On Tuesday 7 September the Elections Bill gets its second reading in Parliament.

Ostensibly to make elections ‘safe, fair and transparent’ – even though the incidence of fraud is 0.00001 per cent – it contains a number of controversial proposals, including:

  • the mandatory showing of photo ID before you can obtain a ballot paper for national or local elections;
  • limits on the voting rights of EU nationals who settle in the UK post-31 December 2020;
  • a wholesale removal of the independence of the Electoral Commission, replaced by direct government control;
  • changes to the validity period of a postal vote application and the permitted number of proxy votes;
  • introduction of the regulation and registration of third party campaigning groups;
  • and limits on spending by third parties working simultaneously with established political parties (which may impact ‘progressive alliances’)

There is a campaign of resistance

The Electoral Reform Society has written a detailed summary of the implications of the Bill, while Stephen Kinnock MP gives his own concise interpretation of the Bill here. Campaign group ‘Best for Britain’ has co-ordinated an open letter about the potential impact of the Election Bill, says The Guardian of 5 September: “Elections bill is a power grab to rig polls in favour of Tories”. The letter comes from charities including Save the Children, independent campaign groups such as Greenpeace, and the trades union movement. They condemn the legislation as “an attack on the UK’s proud democratic tradition and some of our most fundamental rights”.

The TUC’s Frances O’Grady warns the Bill “could also be used to deter organised opposition before an election is even announced, with ministers able to instruct the Commission to retroactively criminalise groups and individuals for action undertaken up to one year before an election that the minister for the Cabinet Office defines as ‘campaigning’.

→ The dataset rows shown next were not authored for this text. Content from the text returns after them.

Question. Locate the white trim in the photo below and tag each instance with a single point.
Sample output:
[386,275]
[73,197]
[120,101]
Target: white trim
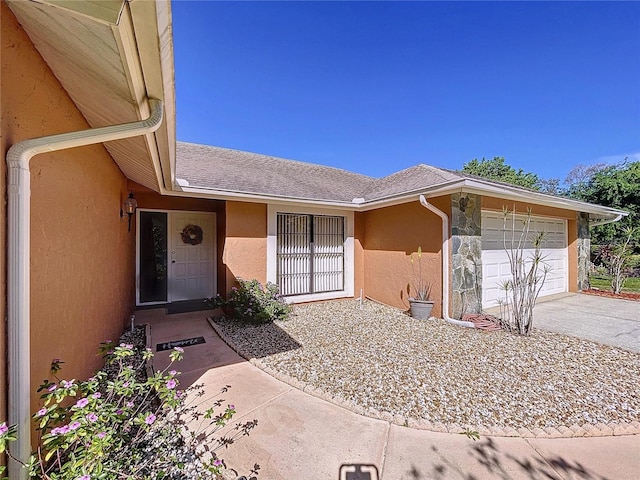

“For example, activities undertaken before an election is announced are currently not considered electoral activity by the commission, but a minister could change that guidance so a group demonstrating for higher wages for NHS workers could be criminalised if a snap election is called six months later.”

The unholy trinity of bills which threaten democracy in the UK

Together with the Police, Crime, Sentencing and Courts (PCSC) Bill 2021, and the Nationality and Borders Bill 2021, the Elections Bill 2021 makes for an unholy trinity of proposed Tory legislation in the months ahead. Russell England’s  article for West Country Voices should be compulsory reading for anyone who is remotely concerned about the threat to our democracy. The Tories are gradually slotting together all the pieces of the power-grab jigsaw in their favour, one by one. 

On the Elections Bill, Cat Smith, the shadow minister for democracy, puts it very succinctly: “This is all about the government rigging democracy in favour of the Conservative party.” Absolutely.

Just like the Republican Party in the US, this is a Tory Party which is hell-bent on staying in power for ever – and at any cost. Except that the cost will be borne by an awful lot of people who aren’t able to bear it, emotionally or economically.